Abalo de magnitude 2,0 ocorreu na manhã de segunda-feira em Presidente Tancredo Neves; fenômeno foi detectado pela Rede Sismográfica Brasileira
Um tremor de terra de baixa magnitude foi registrado na manhã desta segunda-feira, 7 de setembro de 2026, no município de Presidente Tancredo Neves, na Bahia. O abalo ocorreu por volta das 6h37 e atingiu magnitude 2,0.
Apesar da pequena intensidade, moradores relataram ter sentido o tremor. O fenômeno foi detectado por estações da Rede Sismográfica Brasileira (RSBR) e posteriormente analisado pelo Centro de Sismologia da Universidade de São Paulo (USP). Não foram divulgadas informações sobre feridos ou danos materiais. Centro de Sismologia da USP
Esse foi o segundo abalo sísmico registrado na Bahia em poucos dias. Em 3 de setembro, um tremor de magnitude 2,4 foi identificado em Cansanção, conforme o Laboratório Sismológico da Universidade Federal do Rio Grande do Norte. LabSis/UFRN
Por que acontecem tremores no Brasil?
Embora esteja distante das bordas das grandes placas tectônicas, o Brasil não está livre desse tipo de ocorrência. O país está localizado no interior da Placa Sul-Americana e pode registrar os chamados terremotos intraplaca, normalmente provocados por pressões geológicas acumuladas na crosta terrestre.
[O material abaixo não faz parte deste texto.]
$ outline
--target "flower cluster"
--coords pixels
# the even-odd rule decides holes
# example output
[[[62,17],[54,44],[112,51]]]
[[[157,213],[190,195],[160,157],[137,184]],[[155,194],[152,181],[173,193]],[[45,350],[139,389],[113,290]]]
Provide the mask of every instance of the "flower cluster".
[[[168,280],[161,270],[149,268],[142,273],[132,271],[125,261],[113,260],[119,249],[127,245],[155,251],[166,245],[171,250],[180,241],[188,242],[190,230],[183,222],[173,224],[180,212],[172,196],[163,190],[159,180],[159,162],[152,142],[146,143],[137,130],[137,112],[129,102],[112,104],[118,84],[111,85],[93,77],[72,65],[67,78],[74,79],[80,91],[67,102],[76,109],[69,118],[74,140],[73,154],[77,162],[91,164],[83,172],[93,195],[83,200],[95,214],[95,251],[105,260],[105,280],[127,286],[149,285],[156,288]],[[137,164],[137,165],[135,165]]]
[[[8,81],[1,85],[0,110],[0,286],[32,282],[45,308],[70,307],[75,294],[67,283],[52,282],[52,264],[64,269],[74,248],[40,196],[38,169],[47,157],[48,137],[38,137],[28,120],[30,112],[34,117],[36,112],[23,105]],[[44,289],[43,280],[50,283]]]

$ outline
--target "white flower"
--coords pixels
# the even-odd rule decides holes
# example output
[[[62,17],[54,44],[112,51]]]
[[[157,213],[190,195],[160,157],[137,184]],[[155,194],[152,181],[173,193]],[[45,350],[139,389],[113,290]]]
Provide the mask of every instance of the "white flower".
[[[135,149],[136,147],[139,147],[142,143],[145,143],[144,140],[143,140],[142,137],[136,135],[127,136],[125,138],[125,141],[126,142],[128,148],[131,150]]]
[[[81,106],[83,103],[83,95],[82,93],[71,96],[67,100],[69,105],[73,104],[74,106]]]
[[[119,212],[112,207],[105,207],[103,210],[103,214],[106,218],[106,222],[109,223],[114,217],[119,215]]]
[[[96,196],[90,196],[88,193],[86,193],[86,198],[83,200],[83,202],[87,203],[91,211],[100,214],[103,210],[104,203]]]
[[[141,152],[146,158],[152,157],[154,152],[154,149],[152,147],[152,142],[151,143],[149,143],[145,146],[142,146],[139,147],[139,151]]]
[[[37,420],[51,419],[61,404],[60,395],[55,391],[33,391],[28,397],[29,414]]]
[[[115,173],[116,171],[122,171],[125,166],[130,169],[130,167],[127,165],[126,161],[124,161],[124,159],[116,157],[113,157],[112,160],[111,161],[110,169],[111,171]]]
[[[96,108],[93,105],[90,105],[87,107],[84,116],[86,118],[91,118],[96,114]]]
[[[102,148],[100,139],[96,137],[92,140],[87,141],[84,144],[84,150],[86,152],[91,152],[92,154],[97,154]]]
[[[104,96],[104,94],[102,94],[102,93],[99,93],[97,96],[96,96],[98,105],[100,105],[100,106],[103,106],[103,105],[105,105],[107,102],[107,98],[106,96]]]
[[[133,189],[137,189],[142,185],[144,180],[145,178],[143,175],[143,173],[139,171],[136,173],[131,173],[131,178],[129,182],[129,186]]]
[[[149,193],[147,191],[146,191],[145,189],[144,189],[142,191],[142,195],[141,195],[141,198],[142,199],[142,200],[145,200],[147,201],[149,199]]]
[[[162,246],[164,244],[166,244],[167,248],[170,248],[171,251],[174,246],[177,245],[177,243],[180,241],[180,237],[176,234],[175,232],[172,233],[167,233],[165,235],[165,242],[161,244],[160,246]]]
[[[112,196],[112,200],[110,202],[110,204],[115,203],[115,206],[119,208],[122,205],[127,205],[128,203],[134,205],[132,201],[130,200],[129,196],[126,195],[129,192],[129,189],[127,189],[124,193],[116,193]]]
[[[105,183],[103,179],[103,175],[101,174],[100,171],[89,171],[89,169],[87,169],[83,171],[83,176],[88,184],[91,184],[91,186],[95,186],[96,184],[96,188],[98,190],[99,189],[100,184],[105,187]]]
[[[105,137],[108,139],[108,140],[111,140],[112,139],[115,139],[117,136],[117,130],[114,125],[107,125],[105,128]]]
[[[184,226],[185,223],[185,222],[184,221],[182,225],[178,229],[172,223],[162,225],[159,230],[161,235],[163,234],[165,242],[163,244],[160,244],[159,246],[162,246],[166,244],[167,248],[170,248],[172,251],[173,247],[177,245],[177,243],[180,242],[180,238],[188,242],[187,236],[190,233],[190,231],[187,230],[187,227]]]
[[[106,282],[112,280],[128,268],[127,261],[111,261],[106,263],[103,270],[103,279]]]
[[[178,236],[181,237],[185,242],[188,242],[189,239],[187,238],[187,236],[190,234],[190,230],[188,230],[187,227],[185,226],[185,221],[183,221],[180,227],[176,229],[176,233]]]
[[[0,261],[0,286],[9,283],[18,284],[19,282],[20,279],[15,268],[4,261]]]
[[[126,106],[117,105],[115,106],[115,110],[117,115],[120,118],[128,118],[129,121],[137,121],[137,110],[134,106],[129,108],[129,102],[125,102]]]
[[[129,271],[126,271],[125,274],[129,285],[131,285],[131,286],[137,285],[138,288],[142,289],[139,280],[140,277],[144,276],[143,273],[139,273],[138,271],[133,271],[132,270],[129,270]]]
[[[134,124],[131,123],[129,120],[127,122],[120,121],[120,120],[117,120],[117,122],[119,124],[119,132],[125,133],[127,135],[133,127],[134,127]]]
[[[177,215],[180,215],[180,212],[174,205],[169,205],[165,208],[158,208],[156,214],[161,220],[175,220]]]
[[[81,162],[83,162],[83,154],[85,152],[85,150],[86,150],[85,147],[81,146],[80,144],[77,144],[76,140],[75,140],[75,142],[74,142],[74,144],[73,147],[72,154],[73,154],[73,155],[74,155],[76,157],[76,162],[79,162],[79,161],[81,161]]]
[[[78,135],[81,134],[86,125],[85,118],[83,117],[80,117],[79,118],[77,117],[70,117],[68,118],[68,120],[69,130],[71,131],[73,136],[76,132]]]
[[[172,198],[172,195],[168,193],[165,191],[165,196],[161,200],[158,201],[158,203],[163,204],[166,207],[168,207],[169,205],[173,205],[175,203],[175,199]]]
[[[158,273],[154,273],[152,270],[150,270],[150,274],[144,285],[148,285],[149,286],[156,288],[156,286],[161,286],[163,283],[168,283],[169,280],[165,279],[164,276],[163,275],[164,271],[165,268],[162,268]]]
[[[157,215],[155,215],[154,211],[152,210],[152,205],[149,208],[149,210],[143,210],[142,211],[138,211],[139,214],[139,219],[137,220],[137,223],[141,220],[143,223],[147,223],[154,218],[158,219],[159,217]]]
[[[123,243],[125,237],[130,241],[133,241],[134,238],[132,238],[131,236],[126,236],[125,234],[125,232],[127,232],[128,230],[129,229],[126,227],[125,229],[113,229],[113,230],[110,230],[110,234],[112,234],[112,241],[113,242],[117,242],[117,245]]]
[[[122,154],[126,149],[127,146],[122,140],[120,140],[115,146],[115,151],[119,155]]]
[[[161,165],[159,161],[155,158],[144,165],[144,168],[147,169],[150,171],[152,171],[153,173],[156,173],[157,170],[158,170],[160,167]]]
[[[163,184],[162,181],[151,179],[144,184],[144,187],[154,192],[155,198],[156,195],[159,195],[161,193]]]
Na maior parte dos casos, esses fenômenos apresentam intensidade pequena ou moderada. Segundo a Rede Sismográfica Brasileira, tremores de baixa magnitude são relativamente comuns no território nacional, especialmente na Região Nordeste.
O Serviço Geológico do Brasil explica que os termos “tremor de terra” ou “abalo sísmico” são geralmente empregados para eventos de menor intensidade. Já a expressão “terremoto” costuma ser associada a fenômenos de maior magnitude e com ruptura mais extensa.
Por se tratar de um abalo de magnitude 2,0, o episódio registrado em Presidente Tancredo Neves é considerado de baixa intensidade. Mesmo assim, eventos dessa natureza são acompanhados pelas redes de monitoramento para ampliar o conhecimento sobre a atividade sísmica no país.